We could say that the challenge of making cities livable today is similar to the challenges of 1980s cell phones. Our successes, though individually impressive, still represent a small niche—perhaps a few percent of all settlements—and they're often not competitive against garden-variety sprawl, or economically viable in dysfunctional inner-city areas. Why is this still the case? What can we do about it?


First, consider almost any example of modern development -- most common, say, in a sprawling suburban neighborhood. All of the elements are plug-and-play modules that can be dropped in almost anywhere. The big box, the fast food pad, the garden apartment, the housing six-pack—they can work anywhere in the USA or increasingly, globally. Their cookie-cutter aesthetics is standardized too, often making their design approvals standard and rapid.

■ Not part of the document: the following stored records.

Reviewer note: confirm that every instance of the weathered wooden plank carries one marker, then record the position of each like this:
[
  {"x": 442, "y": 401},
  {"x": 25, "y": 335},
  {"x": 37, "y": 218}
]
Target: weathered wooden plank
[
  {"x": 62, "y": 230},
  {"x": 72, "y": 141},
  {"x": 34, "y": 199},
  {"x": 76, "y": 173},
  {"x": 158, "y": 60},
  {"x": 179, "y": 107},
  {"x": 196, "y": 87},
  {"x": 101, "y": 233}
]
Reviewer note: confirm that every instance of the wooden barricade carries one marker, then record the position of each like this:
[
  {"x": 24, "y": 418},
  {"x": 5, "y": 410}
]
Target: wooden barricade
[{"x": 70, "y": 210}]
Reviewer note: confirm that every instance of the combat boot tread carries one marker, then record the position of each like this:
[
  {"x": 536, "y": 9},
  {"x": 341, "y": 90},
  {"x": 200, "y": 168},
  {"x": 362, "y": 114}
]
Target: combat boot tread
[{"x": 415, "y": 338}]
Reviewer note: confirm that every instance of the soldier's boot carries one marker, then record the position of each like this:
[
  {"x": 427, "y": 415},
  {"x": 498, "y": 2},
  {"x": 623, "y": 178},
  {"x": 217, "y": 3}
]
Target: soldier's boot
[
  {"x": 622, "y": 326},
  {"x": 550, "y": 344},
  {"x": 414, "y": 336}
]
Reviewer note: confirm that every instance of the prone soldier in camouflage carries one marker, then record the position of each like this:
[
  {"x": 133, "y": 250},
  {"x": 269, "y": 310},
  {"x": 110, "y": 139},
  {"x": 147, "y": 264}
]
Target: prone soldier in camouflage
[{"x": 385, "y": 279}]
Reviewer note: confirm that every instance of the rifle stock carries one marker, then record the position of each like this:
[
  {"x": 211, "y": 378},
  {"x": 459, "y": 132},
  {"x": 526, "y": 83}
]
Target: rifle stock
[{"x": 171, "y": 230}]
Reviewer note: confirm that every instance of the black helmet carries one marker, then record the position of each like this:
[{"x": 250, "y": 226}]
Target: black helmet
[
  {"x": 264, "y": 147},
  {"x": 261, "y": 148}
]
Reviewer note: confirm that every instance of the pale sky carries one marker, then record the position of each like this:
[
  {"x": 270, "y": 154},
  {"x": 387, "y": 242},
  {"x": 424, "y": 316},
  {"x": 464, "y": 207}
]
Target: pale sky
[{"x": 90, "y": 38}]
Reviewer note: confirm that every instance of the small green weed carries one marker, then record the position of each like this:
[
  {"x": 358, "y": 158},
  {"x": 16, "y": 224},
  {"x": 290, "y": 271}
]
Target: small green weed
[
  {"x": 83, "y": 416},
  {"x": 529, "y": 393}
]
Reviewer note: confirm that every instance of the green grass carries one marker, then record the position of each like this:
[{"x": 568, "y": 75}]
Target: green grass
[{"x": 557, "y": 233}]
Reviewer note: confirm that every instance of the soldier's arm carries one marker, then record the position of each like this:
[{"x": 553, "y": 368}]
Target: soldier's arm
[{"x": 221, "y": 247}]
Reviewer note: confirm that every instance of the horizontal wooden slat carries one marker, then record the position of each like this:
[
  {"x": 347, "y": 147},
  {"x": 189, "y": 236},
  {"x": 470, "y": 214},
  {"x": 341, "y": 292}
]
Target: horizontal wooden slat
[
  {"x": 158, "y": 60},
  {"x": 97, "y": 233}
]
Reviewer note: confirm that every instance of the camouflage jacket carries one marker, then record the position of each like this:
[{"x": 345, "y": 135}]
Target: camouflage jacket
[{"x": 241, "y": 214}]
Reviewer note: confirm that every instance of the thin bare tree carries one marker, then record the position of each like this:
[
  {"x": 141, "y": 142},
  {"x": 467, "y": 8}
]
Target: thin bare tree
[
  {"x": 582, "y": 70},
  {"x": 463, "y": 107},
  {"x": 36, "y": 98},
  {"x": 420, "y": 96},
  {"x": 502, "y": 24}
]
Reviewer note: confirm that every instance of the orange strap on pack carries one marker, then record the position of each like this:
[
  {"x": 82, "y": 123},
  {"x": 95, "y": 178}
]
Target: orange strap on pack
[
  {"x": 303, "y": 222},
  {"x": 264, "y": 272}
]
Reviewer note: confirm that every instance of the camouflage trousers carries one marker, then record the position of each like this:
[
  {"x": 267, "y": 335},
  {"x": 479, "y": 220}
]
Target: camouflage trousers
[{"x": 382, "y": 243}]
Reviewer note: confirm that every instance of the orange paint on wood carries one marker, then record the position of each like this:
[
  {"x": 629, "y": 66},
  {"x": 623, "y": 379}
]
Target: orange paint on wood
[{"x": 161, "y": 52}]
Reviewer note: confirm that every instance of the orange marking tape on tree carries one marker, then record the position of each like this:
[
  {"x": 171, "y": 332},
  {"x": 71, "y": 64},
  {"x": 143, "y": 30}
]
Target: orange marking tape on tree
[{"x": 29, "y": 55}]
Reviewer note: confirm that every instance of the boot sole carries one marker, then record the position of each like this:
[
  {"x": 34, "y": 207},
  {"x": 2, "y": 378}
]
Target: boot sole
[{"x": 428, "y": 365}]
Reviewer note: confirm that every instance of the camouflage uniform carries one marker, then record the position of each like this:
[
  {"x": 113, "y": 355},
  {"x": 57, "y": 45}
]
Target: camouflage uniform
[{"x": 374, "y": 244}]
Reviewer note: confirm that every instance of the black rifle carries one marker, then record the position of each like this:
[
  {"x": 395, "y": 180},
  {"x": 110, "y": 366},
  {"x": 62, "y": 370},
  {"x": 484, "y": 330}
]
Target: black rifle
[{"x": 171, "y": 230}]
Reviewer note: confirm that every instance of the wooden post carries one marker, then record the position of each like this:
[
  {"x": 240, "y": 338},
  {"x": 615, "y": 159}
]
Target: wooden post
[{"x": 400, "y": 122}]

But that’s only the beginning of the story. Also standardized are their technical specifications, regulatory approvals, financing structures, and design systems from building to operations, allowing great economies of standardization and scale. McDonalds—love them or hate them—created a marvel of standardized, low-cost production, not only in their food products but in their buildings, and their kit-of-parts franchise system. 


We might conclude that these economies of scale and standardization are just destructive forces that we must reject. In their extremes, they certainly are destructive, and unsustainable. But there are two problems with the idea of rejecting them wholesale. First, at this point in history at least, these economies are what makes the world go around, and any hope of changing things has to recognize the necessity to compete with them. 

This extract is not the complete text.